You will assume that \( b\ne 0\) , because if \( b=0\) the matrix is already a diagonal matrix.
By definition, an eigenvalue of \( A\) is a scalar\( \lambda\) such that their exists a non zero column vector \( X\) so that \( AX=\lambda X\) .
Question 1: Write the \( 2\times 2\) system of linear equations in the coordinates \( (x,y)\) of \( X\) equivalent to \( AX=\lambda X\) .
Question 2: Transform that system in a system with 0’s on the right hands of the equations.
Question 3: Calculate the determinant \( P(\lambda)\) of the last system.
Develop it as a polynomial in \( \lambda\) .
Question 4: Because of the definition of the eigenvalues, \( \lambda\) is one of them if and only if the system obtained in the question 2 has a solution other than the trivial solution \( (0,0)\) .
For that to be obtained, its determinant \( P(\lambda)\) must be null.
Calculate the discriminant of the quadratic equation \( P(\lambda)=0\) .
Transform it as a sum of square.
Question 5: Deduce that the matrix \( A\) has two distinct eigenvalues \( \lambda_1\) and \( \lambda_2\) . Use the fact that \( b\ne 0\) .
An eigenvector of \( A\) for the eigenvalue \( \lambda_i\) is a non zero solution of the system obtained in the question 2 for \( \lambda=\lambda_i\) .
Question 6:
Write the systems for \( \lambda=\lambda_1\) .
Find a non zero column solution \( X_1=\begin{bmatrix} x_1\\ y_1 \end{bmatrix}\) of the first equation.
prove that it is also a solution of the second equation.
TIPS: Remember that \( b\ne 0\) and that \( P(\lambda_1)=0\) .
Question 7:
Write the systems for \( \lambda=\lambda_2\) .
Find a non zero column solution \( X_2=\begin{bmatrix} x_2\\ y_2 \end{bmatrix}\) of the second equation.
prove that it is also a solution of the first equation.
TIPS: Remember that \( b\ne 0\) and that \( P(\lambda_2)=0\) .
Question 9: Give the matrix \( D\) of the linear mapping with matrix \( A\) in the canonical basis in the basis \( B\) of the vectors of column vectors of coordinates \( X_1\) and \( X_2\) .
TIP: Use the facy that \( AX_i=\lambda_{i} X_i\) for \( i=1,2\) .
We have found a basis \( B\) with orthogonal vectors in which the matrix \( D\) of the linear mapping having \( A\) as matrix in the canonical basis is a diagonal matrix.
We have thus ’diagonalized’ the matrix \( A\) , and:
the diagonal elements od \( D\) are the eigenvalues of \( A\) ,
and the vectors of the basis \( B\) are eigenvectors of these eigenvalues in the same order.

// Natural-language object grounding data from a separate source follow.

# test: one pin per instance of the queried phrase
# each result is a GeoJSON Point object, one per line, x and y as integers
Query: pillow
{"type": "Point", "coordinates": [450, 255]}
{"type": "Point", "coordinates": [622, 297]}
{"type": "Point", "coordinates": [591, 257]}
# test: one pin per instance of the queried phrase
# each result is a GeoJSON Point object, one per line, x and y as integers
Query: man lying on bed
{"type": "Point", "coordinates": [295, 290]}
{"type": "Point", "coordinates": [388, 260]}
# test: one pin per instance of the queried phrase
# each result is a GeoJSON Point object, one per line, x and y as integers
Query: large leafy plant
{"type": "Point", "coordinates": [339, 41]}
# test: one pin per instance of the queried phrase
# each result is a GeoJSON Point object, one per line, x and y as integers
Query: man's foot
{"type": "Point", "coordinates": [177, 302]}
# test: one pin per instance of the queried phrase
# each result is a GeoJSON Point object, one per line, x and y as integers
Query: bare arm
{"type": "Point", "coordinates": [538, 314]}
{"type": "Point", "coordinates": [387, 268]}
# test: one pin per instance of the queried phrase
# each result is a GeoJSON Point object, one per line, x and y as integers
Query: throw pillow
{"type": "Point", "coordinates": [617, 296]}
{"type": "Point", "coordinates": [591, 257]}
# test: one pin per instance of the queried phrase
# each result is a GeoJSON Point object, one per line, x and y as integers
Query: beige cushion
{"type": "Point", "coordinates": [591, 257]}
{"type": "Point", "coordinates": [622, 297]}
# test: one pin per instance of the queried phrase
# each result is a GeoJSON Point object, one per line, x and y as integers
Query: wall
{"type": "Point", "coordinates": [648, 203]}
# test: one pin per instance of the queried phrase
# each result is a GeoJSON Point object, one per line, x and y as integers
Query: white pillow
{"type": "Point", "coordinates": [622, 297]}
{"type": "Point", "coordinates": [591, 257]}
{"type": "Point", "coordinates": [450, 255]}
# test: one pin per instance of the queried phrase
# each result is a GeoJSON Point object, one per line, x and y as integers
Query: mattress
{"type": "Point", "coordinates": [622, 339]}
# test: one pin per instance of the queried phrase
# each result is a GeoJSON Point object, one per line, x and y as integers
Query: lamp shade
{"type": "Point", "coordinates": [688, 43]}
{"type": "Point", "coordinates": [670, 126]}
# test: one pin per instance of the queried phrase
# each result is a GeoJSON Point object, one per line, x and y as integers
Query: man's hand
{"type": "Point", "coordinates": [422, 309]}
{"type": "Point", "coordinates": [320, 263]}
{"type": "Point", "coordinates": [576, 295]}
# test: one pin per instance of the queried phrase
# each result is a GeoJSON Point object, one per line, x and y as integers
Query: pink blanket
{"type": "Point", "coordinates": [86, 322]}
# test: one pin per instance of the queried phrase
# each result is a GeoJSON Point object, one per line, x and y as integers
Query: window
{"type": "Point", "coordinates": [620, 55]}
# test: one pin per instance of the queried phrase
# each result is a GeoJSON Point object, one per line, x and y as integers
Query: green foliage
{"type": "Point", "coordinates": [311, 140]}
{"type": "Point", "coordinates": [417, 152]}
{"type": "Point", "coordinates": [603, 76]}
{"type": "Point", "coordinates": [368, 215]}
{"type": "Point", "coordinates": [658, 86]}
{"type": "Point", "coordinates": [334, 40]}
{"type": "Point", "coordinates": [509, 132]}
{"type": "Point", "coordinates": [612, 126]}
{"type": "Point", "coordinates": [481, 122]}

Moreover, if we divide each vector of the basis \( B\) by its norm, we obtain an orthonormal basis \( B'\) in which the matrix of the linear mapping corresponding to \( A\) is the same diagonal matrix \( D\) .
Indeed, if we multiply an eigenvector for the eigenvalue \( \lambda_i\) by a non zero scalar, we obtain another eigenvector for \( \lambda_i\) .
We may thus diagonalize the matrix \( A\) in an orthonormal basis.
And the transition matrix \( U\) from the orthonormal basis \( B'\) to the canonical basis is a unitary matrix.
Consequently, we have \( D=U^{-1}AU=U^TAU\) , so that \( A=UDU^T\) , where:
\( D\) is a diagonal matrix,
and \( U\) is a unitary matrix.
It is the spectral decomposition in dimension 2.